Product strategy signals

  • Companies are rapidly rebuilding their internal product operating system — automating reviews, standups, and prioritization via agents and chief-of-staff apps. Nikhyl thinks the way software is built internally will look completely foreign in 12 months.
  • Bad software is endangered: any shoddy app in the app store can now be rewritten by Claude. This will reset consumer tolerance and create an opportunity for anyone who shows up with taste.
  • Design as a function is plateauing in hiring, possibly because companies conflate design with “pixel production” rather than taste. Tastemaker designers will be more valuable than production designers.
  • Engineers are moving toward PM-like judgment work as coding itself is automated; the real edge becomes system thinking + obsolescence thinking + taste.
  • Alignment work isn’t going away, but the theatrics are.
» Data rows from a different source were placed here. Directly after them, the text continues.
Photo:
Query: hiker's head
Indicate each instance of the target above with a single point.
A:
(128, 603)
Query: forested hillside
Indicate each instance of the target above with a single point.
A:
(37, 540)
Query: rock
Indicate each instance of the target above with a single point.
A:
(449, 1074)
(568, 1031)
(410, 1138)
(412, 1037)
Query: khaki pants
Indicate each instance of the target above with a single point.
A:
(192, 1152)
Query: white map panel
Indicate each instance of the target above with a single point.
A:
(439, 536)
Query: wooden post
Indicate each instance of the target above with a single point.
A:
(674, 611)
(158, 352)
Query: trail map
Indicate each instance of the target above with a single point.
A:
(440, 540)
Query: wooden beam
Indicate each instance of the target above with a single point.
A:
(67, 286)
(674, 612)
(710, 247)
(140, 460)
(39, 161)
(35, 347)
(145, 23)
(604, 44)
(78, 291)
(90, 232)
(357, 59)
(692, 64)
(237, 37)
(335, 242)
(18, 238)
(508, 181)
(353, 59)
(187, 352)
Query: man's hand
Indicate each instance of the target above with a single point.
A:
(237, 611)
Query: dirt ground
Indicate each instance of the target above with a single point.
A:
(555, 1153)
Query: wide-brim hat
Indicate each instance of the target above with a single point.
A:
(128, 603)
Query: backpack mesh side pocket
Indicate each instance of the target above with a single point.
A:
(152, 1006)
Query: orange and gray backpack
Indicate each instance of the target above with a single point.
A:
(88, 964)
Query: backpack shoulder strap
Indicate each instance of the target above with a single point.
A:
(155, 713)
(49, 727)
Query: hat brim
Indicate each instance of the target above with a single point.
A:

Ground truth is now accessible to anyone with an agent, so conversations become substantive arguments with real data instead of info-laundering up the chain.

The most quotable lines

  • “The information mover is essentially going to become a dinosaur.”
  • “If you don’t love building stuff, you’re in trouble.”
  • “Every person listening needs to find it in themselves to cross the threshold around embracing reinvention.”
  • “Joy is the biggest antidote to burnout.”
  • “Genius is 1% inspiration, 99% perspiration — AI will do the perspiration, unlimited.”
  • “The best engineer is someone who obsoletes themselves from everything they do.”